I'm not going to do the calculations for all that, but it's entirely reasonable that the scene went down just as we saw it. To say it's physically impossible is to assume, I think, more than one has a right to.

Thursday, February 13, 2014

The Issue with Math

OK, got this sorted and ready to go.  Enjoy!

Mathematicians can do some amazing things, but some have been accused of living too much in the world of theory rather than fact. Here's a neat video:

Basically, it says that:

1-1+1-1+1-1+1-1+1... = ½

Here's the "proof," in a nutshell:

1-1+1-1+1-1+1... = S

1-S = 1-(1-1+1-1+1-1+1-1+1...)

1-(1-1+1-1+1-1+1-1+1...) = 1-1+1-1+1-1+1... = S


1-S = S

1 = 2S

S = ½

Pretty straightforward, right? Plus we know the series oscillates between 0 and 1, so a number of 1/2 makes sense (as it would be the average, as it were).

Not so fast, Mathicus Maximus!
It's a new superhero I'm working on.
The issue here lies in treating S like a natural number; their premise in finding S assumes that S indeed exists and is not simply conceptual. This is a problematic assumption, which I'll demonstrate.

So, let's do us some math wrangling. Buckle up; it's math time!
Please, Hammer, don't infinite Riemann sum them.
It's assumed in the video that one can take S and perform basic arithmetic on it like an algebraic variable. Let's apply some of the same logic and play with the equation some more.

First, let's take 2S. In the video, this is treated like 2*S, thus we can solve:
2S = 1
S = ½

OK, all fair and good. Or is it? Let's do some fandangling with 2S and see what we can see.

S = 1-1+1-1+1-1...
2S = 2(1-1+1-1+1-1...)
2S = 2-2+2-2+2-2...

OK, here's the fun part:
2-2+2-2+2-2... = (1+1)-(1+1)+(1+1)-(1+1)...
(1+1)-(1+1)+(1+1)-(1+1)... = 1+1-1-1+1+1-1-1...
1+1-1-1+1+1-1-1... = (1+1-1-1)+(1+1-1-1)+(1+1-1-1)...
(1+1-1-1)+(1+1-1-1)+(1+1-1-1)... = (1-1+1-1)+(1-1+1-1)+(1-1+1-1)...
(1-1+1-1)+(1-1+1-1)+(1-1+1-1)... = 1-1+1-1+1-1+1-1...

And, by definition:
1-1+1-1+1-1+1-1... = S

2S = S

If this is true (which it is, based on the definition of S and the logic used in the video), then we have:
1-S = S = 2S
1-S = 2S
1 = 3S
S = 

We could get any number of possibilities for S as logic dictates that nS = S (n being 1 or an even integer, at least; haven't tried it with odd integers).

The video treats the equation 1-S = S like we can algebraically manipulate it, but we can't do that and still get real results. This is because they assume that there exists a value S and then go about using that value, but they never actually prove that S exists. If we try the same thing with other abstract concepts/numbers, like 0, we get:

4(0) = 8(0)
4(0)/0 = 8
0/0 = 8/4 = 2
0 = 2(0)

Now to substitute 0=2(0) in our original equation. We still haven't committed any math ills, here.
4(2(0)) = 8(0)
2(0) = 8(0)/4

Now let's substitute again.
2(0) = 8(2(0))/4
0/0 = 16/8 = 2
1 = 2

In this way, we have "proven" that 1 = 2.

Since this is false, one or more of our premises or calculations must be false. We know that it's the division by 0; you can't take 0/0 = 1. The premise from the video commits a similar math sin. Namely, it assumes that S+S = 2S (that S is a number which can be added like that).
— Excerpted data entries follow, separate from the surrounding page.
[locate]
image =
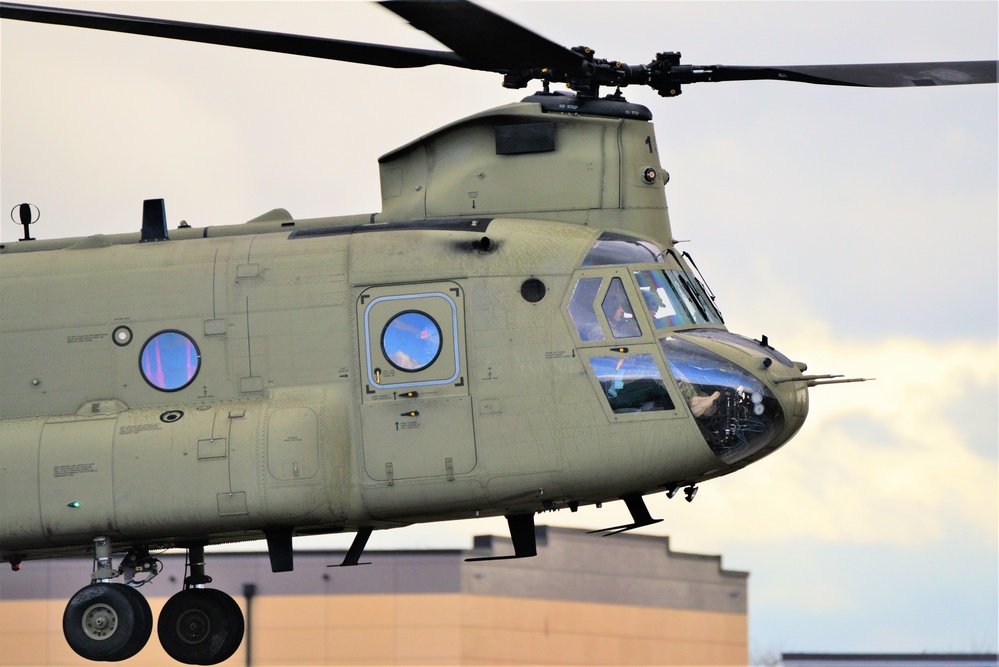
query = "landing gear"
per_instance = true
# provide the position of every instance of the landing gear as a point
(111, 622)
(105, 621)
(200, 626)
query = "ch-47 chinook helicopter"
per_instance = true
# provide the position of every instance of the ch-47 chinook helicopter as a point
(482, 346)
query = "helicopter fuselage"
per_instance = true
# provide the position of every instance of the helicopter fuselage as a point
(427, 363)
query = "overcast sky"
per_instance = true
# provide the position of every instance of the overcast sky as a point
(856, 228)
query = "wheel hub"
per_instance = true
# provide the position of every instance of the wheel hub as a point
(99, 621)
(194, 626)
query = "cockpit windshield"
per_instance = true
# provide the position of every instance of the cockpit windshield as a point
(612, 248)
(675, 298)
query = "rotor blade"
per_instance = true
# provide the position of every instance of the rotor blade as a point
(882, 75)
(486, 39)
(260, 40)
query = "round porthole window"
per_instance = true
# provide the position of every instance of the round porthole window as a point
(169, 360)
(411, 341)
(122, 336)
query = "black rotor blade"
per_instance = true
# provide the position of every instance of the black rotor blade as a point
(260, 40)
(873, 75)
(488, 40)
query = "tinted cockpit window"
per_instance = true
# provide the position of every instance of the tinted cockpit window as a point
(619, 313)
(581, 309)
(632, 383)
(675, 299)
(613, 248)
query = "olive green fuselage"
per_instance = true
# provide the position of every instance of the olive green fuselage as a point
(292, 413)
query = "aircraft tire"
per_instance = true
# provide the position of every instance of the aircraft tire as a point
(200, 626)
(107, 622)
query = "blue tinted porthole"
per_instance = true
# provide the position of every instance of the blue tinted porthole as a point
(169, 361)
(411, 341)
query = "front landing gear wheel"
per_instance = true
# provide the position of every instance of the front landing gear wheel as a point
(200, 626)
(107, 622)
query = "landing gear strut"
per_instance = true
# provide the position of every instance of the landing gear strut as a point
(200, 626)
(105, 621)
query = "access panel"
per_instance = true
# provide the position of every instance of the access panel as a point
(416, 413)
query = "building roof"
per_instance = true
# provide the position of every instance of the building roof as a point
(890, 659)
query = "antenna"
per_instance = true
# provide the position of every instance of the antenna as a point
(27, 214)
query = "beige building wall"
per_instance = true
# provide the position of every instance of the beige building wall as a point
(418, 629)
(583, 600)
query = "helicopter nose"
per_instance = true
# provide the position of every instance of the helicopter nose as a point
(744, 396)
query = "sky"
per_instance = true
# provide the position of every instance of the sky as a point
(856, 228)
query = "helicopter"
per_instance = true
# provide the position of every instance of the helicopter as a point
(208, 382)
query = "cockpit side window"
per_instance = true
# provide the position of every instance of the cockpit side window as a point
(619, 312)
(631, 383)
(584, 294)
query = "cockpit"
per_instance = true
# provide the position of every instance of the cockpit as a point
(656, 347)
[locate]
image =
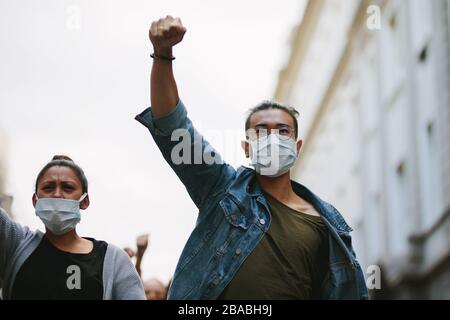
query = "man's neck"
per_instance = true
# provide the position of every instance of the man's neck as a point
(280, 187)
(69, 242)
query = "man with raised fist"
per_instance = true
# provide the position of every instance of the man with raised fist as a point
(259, 235)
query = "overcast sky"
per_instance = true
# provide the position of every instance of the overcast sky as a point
(75, 73)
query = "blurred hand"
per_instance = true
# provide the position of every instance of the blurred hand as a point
(166, 33)
(142, 243)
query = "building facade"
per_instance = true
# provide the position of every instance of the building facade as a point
(5, 200)
(371, 80)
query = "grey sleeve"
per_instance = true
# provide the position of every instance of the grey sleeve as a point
(11, 235)
(127, 284)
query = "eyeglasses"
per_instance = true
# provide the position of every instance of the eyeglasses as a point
(283, 131)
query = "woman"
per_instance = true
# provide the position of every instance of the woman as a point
(60, 264)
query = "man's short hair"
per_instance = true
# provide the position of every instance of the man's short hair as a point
(266, 105)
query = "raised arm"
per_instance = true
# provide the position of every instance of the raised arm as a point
(193, 159)
(164, 35)
(11, 234)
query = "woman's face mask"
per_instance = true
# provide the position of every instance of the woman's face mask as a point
(59, 215)
(273, 156)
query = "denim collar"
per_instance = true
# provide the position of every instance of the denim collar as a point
(246, 177)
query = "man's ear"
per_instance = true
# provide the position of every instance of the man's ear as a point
(299, 145)
(245, 147)
(85, 203)
(34, 200)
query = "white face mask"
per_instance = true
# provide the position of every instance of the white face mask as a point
(272, 156)
(59, 215)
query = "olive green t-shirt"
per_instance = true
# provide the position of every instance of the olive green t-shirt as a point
(290, 262)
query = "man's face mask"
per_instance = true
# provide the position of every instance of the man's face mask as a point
(59, 215)
(273, 155)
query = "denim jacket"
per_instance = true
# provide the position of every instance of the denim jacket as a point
(234, 216)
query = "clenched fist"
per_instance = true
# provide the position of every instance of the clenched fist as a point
(166, 33)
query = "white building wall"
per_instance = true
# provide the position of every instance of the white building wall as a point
(379, 149)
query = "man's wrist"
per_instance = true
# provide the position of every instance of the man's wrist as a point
(163, 52)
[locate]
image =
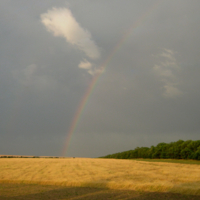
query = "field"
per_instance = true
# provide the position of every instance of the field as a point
(99, 175)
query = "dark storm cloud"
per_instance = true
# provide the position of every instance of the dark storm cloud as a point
(149, 92)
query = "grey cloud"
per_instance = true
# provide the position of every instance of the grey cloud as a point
(148, 93)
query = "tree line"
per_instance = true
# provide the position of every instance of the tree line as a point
(175, 150)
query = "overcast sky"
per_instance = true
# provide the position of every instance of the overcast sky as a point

However, we have shown that S+S = S, and is in keeping with how the sequence is defined. We cannot simply treat S as a number or we run into the same issue we did above with 0. The defined definition of S will not allow us to simply manipulate it like an algebraic variable. We arrived at the conclusion that 1-S = S through non algebraic means; it was part of the concept of what S is. Similarly, we arrived at the equally valid conclusion that 2S = S. There is obviously more going on here than simple addition or multiplication when we perform arithmetic with it. Therefore, we must either reject the premise that S = ½, or we must accept that S = ¼, or any other value we can manipulate it to give.